On January 16th, 2012, at 6pm, about 200 Occupy Boston participants and supporters gathered at the Arlington Street Church for Martin Luther King Occupied: An MLK Community Gathering hosted by the People Of Color Working Group (POC). The event was emceed by Jimi Two Feathers. This event was kicked off by a performance by the Earth Drum Council Drummers, a group founded by Jimi and Morwen Two Feathers in 1990 which focuses on drumming as a tool for community-building, cultural awareness and personal growth, located in Concord, MA.
The next speaker was Wanjiku Mwangi, of United for a Fair Economy, who presented State of the Dream, based on the demographics regarding
income disparity, population growth, and debt comparison by race to paint a picture of the harsh realities people of color face regularly in society. Lizard Lounge poetry slam winners Janae Johnson and Porsha Olayiwola then shared passionate poetry addressing economic inequality and families in pain due to poverty and racism.
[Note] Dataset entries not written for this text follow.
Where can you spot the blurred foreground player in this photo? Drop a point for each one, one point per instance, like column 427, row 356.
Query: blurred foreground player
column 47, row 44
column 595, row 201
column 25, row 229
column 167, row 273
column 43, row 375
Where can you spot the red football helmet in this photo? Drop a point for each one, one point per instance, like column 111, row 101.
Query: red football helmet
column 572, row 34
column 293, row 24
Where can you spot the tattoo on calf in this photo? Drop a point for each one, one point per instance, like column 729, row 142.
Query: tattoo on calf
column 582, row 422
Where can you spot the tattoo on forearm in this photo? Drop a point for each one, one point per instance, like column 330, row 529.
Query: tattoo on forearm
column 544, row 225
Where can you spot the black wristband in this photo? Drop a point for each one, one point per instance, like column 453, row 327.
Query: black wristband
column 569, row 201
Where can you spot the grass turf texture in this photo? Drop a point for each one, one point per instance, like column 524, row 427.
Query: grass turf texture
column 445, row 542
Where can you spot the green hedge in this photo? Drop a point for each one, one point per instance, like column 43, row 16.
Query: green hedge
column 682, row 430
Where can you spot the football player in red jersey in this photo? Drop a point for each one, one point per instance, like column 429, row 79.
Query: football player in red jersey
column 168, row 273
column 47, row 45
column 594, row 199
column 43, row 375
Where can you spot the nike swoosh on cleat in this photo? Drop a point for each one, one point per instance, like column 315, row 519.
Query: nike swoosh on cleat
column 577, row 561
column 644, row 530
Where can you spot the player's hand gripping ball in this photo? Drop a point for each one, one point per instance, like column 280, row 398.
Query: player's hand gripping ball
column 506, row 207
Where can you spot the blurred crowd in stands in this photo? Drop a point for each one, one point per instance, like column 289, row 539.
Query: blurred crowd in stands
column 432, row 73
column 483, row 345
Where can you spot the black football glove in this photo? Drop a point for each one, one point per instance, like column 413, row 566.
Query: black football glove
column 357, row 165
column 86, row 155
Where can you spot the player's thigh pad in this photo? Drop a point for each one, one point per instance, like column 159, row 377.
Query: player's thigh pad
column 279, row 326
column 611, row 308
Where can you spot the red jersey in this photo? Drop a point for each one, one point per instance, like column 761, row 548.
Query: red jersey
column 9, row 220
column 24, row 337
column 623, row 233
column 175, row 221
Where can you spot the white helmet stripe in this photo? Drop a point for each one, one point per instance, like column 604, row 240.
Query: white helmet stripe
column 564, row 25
Brian Kwoba, a member of the People Of Color Working Group, next presented an excerpt and open discussion from a partial speech of King’s, dated April 4, 1967, which included:
It is with such activity in mind that the words of the late John F. Kennedy come back to haunt us. Five years ago today he said, “Those who make peaceful revolution impossible, will make violent revolution inevitable.” Increasingly, by choice or by accident, this is the role our nation has taken, the role of those who make peaceful revolution impossible by refusing to give up the privileges and the pleasures that come from the immense profits of overseas investments. I am convinced that if we are to get on the right side of the world revolution, we as a nation must undergo a radical revolution of values. We must rapidly begin… we must rapidly begin the shift from a thing-oriented society to a person-oriented society. When machines and computers, profit motives and property rights, are considered more important than people, the giant triplets of racism, extreme materialism, and militarism are incapable of being conquered.
The next line of speakers were as follows: Kwame Somburu, 1968 vice-Presidential candidate of the Socialist Workers Party, presented us with “Reflections on MLK”; Optimus of the Foundation Movement whom lead the crowd through a wonderful hip-hop performance, where 2 audience members got to take part on stage, and the entire audience got to participate; and Carl Williams who gave an introduction to the 3-Strikes Law, a proposed piece of legislation that that targets habitual offenders which incarcerates our communities, and burdens our taxpayers.
Afterwords, legendary activist and Boston native Mel King spoke to the delight of the audience for 10 minutes on the significance between Occupy and MLK as movements at different times with similar importance. Two special performances from New England’s Dream Girls came immediately following. By 8:30pm, the event winded down with a massive cheer, and the crowd then dispersed.